Federated business processes are understood by the authors as a concept to organise contract-based co-operations between independent organisations, which support the exchange of information, products and services. One of the key advantage of the concept of federation is the hiding of the internal structure of the individual processes and their internal knowledge from the participating organisations as much as possible. Only those objects that are to be exchanged will be disclosed to the collaborators. This means partners still have the freedom to change and improve their processes without violating the co-operation agreements. But to interoperate across organisational boundaries, process interfaces have to be provided that enable the desired exchange.

Service-oriented architectures will use web service- and portlet-based applications as re-useable building blocks for the design of business processes. These applications are linked by workflows and use service based infrastructures to support their execution. Such architectures can be structured differently.

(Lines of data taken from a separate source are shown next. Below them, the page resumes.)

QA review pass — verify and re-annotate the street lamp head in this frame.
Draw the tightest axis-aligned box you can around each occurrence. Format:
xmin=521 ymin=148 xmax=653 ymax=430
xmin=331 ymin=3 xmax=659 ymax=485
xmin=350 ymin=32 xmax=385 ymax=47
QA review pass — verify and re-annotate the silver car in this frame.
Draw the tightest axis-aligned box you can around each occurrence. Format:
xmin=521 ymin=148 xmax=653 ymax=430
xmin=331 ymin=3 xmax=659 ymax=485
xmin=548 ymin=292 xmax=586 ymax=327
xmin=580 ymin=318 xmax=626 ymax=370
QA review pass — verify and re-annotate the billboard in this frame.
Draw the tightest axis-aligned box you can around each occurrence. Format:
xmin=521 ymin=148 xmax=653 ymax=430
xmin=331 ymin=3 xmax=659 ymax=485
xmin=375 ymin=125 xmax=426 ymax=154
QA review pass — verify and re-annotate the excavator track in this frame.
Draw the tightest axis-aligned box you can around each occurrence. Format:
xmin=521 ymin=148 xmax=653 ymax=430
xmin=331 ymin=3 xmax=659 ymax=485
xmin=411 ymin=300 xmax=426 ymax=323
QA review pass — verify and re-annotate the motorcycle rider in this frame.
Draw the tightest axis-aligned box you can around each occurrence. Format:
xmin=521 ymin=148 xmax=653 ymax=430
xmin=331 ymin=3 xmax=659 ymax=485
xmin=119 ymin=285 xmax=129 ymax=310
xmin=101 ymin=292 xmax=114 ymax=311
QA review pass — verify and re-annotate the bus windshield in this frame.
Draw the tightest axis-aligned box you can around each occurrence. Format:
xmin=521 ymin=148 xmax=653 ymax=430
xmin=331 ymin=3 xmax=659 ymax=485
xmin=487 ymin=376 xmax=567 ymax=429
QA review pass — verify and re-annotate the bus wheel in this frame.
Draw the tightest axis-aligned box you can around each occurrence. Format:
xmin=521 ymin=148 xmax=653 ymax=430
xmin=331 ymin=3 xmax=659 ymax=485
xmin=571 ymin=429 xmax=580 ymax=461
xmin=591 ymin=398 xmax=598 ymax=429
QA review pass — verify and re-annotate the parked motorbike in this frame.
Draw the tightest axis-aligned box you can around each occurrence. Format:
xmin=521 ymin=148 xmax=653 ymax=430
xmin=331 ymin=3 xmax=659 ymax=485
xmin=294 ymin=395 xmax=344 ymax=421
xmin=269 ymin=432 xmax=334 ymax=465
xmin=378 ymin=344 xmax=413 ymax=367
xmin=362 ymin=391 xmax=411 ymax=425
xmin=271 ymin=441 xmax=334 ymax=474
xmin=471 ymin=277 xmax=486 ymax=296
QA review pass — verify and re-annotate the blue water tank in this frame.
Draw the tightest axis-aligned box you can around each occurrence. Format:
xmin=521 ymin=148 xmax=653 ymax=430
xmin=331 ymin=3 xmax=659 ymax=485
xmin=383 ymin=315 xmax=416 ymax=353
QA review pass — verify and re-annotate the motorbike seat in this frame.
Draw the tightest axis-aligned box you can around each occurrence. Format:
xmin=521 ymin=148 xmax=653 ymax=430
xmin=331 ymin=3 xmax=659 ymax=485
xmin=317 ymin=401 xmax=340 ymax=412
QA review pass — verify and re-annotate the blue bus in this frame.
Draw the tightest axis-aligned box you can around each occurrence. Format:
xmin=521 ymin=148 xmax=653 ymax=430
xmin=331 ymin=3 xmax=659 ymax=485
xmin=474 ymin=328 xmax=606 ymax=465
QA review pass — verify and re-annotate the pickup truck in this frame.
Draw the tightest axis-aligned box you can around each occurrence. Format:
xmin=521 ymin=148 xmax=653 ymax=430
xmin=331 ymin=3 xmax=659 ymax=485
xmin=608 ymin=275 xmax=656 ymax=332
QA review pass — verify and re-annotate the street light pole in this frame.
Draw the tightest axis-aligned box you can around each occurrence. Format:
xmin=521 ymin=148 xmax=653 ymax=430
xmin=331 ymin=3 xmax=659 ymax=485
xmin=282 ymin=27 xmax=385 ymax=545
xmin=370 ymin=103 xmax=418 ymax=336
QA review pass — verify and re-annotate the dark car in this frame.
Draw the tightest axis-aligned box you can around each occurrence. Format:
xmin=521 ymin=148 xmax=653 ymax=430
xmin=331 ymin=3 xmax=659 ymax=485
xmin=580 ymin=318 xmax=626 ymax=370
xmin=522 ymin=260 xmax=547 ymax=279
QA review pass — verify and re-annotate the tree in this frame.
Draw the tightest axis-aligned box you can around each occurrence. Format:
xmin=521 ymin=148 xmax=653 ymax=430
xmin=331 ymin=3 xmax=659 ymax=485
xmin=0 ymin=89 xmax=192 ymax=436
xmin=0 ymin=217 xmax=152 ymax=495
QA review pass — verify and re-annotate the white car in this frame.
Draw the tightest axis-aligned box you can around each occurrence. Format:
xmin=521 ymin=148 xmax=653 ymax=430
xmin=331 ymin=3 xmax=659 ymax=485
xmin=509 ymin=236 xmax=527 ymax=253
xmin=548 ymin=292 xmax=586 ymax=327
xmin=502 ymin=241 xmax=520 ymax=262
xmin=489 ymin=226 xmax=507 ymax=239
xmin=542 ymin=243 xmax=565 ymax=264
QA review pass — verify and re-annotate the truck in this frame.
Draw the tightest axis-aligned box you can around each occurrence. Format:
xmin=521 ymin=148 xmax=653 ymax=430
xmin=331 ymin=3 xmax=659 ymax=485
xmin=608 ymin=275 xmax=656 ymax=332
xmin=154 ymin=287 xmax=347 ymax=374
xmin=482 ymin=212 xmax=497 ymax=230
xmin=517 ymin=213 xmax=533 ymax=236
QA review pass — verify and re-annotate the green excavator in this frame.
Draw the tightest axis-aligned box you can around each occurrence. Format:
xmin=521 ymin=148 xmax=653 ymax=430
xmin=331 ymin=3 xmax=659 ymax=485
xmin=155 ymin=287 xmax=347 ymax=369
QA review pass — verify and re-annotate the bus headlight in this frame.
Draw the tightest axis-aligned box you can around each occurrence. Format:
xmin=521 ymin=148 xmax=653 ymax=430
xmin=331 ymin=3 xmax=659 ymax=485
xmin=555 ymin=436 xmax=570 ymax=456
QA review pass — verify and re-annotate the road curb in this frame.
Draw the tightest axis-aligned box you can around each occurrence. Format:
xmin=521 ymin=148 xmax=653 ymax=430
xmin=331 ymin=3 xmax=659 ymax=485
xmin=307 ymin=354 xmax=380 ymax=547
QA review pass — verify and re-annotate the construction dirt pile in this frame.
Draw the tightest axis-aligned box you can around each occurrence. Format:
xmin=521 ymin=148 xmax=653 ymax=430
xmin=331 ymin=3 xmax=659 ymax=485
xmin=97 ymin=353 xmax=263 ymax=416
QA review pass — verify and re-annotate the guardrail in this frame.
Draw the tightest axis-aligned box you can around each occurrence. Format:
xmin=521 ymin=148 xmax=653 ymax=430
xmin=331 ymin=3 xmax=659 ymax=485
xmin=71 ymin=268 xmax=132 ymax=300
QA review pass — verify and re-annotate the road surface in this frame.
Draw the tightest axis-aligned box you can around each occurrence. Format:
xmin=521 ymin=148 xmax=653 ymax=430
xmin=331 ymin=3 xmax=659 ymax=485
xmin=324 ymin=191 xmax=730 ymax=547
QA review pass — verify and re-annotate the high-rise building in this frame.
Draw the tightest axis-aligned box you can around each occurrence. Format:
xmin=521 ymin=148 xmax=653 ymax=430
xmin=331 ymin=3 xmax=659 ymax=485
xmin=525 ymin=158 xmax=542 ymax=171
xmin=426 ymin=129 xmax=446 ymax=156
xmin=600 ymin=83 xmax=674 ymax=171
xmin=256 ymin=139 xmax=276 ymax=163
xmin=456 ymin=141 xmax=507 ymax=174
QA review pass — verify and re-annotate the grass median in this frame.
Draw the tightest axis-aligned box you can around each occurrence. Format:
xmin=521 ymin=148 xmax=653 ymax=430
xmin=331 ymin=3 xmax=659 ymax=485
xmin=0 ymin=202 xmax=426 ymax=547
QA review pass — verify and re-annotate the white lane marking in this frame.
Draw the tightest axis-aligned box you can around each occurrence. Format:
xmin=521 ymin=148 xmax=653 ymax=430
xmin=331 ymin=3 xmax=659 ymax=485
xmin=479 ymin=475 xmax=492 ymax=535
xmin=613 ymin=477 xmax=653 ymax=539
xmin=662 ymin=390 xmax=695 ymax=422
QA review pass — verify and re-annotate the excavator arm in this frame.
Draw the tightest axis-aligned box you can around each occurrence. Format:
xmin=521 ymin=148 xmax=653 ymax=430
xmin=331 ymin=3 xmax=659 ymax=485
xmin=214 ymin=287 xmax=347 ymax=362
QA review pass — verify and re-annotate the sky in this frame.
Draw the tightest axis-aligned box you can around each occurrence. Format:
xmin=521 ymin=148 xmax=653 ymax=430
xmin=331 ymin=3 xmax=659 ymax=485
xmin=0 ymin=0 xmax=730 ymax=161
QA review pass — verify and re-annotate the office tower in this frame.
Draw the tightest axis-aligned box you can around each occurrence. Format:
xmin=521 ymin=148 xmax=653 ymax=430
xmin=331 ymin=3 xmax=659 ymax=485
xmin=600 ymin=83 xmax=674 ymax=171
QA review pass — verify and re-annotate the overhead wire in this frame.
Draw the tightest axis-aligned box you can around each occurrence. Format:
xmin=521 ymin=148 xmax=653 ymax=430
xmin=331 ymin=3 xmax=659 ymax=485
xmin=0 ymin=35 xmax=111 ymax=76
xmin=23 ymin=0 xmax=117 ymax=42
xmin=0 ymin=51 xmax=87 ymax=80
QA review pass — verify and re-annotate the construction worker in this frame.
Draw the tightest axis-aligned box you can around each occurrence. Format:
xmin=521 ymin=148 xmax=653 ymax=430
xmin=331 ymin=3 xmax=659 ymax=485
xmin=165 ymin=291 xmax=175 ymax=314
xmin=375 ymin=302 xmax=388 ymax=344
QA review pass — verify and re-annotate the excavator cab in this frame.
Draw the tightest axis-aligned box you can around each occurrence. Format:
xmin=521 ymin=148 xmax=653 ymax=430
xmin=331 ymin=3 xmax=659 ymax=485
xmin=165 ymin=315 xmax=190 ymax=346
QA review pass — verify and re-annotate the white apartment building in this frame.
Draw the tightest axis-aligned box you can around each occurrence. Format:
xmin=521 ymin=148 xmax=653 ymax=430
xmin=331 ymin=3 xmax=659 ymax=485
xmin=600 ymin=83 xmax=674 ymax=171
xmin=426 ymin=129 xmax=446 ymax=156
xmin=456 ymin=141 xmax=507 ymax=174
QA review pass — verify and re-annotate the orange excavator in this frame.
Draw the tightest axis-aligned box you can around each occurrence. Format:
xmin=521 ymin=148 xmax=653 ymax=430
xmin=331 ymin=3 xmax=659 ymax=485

Structuring by server leads to 4-tier architectures with consumer (networks), portal (web servers), process (application servers) and resource (data base servers, etc.) layers.

Structuring by abstraction provides an additional structure, which is orthogonal to the first one. This has lead to the development of specific infrastructure services or middleware.

Structuring by business objects follows the object-orientation paradigm, allowing to hide object internals. However, the authors state the problems with business objects due to their undefined behaviour, which will occur in many object instances. The latter is due to the multiple interdependencies of object data and the many relations between the business objects themselves.

Structuring by workflows provides isolation between business functionalities and their connecting control flow thereby allowing changes to either one without changing the other.

Products which are applicable in the different areas mentioned above are presented from: BEA Systems, Brainloop, IBM, IDS Scheer, Microsoft, Oracle, SAP, and Siebel. A final chapter identifies relevant standards defined by industry consortia for the areas of communication, workflow, platforms (workflow, web service and collaboration), domain models, security and content (access and representation).